The World Cup clock is ticking
Co-hosting a World Cup should be a catalyst for renewal. For the United States, it has spurred investment in coaching infrastructure and a professionalisation of pathways. For Canada, it has accelerated the development of a nascent footballing culture. For Mexico, it appears to have induced paralysis. The appointment of a 58-year-old manager whose peak was a decade ago suggests a federation looking backward precisely when it should be looking forward.
Herrera will have months, not years, to impose his methods. He inherits a squad whose form has been indifferent, whose confidence is fragile, and whose expectations have been inflated by the home advantage. The margin for error is narrow. A group-stage exit on home soil would be catastrophic not just for results but for the credibility of Mexican football as a project. The loan structure ensures that if it goes wrong, Herrera can be quietly returned to sender. But the damage will already be done.
The argument this appointment forecloses
What Mexico needed was not familiarity but disruption—a young coach willing to rebuild from first principles, to privilege possession over athleticism, to trust youth over reputation. Herrera represents the opposite: a known quantity, a safe pair of hands, a manager whose tactics are legible because they have not evolved in a decade. This is a choice to manage risk rather than embrace possibility. In the short term, it may stabilise. In the long term, it entrenches the very conservatism that has left Mexican football treading water while peers in South America and Europe pull ahead.

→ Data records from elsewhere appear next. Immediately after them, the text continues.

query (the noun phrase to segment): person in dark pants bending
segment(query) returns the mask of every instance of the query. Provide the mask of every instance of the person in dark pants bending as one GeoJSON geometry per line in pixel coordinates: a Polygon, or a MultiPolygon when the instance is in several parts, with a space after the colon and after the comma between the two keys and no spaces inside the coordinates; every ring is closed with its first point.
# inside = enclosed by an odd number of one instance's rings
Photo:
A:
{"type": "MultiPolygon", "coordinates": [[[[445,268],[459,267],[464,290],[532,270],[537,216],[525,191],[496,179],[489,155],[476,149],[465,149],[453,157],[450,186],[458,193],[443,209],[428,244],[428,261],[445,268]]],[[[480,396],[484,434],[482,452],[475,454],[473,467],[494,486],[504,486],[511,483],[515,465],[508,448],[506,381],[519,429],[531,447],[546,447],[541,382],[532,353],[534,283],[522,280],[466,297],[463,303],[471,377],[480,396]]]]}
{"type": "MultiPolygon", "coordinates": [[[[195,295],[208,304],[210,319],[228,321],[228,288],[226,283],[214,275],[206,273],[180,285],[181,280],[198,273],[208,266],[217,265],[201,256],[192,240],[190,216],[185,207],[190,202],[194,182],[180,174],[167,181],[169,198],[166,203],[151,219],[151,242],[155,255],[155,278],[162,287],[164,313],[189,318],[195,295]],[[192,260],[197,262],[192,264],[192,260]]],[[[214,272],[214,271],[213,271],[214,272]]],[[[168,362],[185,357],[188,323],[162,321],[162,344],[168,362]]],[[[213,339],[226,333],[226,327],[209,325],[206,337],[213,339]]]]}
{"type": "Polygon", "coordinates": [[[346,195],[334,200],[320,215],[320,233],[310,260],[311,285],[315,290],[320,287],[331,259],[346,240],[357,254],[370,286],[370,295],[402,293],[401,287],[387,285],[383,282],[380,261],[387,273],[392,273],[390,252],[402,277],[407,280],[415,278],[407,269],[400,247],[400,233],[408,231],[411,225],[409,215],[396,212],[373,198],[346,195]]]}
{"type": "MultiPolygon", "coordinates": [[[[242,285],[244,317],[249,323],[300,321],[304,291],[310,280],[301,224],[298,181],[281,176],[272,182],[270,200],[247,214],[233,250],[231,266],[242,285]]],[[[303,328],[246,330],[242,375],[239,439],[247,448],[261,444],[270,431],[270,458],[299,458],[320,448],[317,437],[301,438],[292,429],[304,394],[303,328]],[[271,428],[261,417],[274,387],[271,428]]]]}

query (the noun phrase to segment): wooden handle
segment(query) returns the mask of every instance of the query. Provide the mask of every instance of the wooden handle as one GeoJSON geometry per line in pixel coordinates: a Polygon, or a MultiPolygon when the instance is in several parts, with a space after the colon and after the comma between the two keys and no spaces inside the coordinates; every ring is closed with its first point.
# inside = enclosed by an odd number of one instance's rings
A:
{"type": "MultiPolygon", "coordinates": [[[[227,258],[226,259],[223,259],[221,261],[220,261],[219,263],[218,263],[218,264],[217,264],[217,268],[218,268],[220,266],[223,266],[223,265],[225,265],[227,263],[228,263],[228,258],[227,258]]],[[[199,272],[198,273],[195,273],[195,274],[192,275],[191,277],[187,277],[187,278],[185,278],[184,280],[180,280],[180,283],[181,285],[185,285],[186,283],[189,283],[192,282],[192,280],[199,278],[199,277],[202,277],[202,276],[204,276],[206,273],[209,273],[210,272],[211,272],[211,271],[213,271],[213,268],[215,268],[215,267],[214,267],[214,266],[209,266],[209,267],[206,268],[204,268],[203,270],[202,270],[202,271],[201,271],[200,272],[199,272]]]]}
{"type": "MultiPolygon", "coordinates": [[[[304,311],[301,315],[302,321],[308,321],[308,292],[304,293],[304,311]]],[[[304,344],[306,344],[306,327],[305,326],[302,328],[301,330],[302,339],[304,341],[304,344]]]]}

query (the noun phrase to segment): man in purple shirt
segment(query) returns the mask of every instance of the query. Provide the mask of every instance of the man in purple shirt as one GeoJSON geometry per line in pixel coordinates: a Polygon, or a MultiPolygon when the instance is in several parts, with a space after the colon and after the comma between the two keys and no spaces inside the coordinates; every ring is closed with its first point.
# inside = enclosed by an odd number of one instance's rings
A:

The federation's defenders will argue that stability matters, that continuity of vision can be overrated, that Herrera knows the players and the pressures. All true. But stability in service of mediocrity is not a virtue. Mexico does not lack talent. It lacks the institutional courage to build something that might fail spectacularly rather than succeed minimally. Herrera's return is an admission that such courage is in short supply.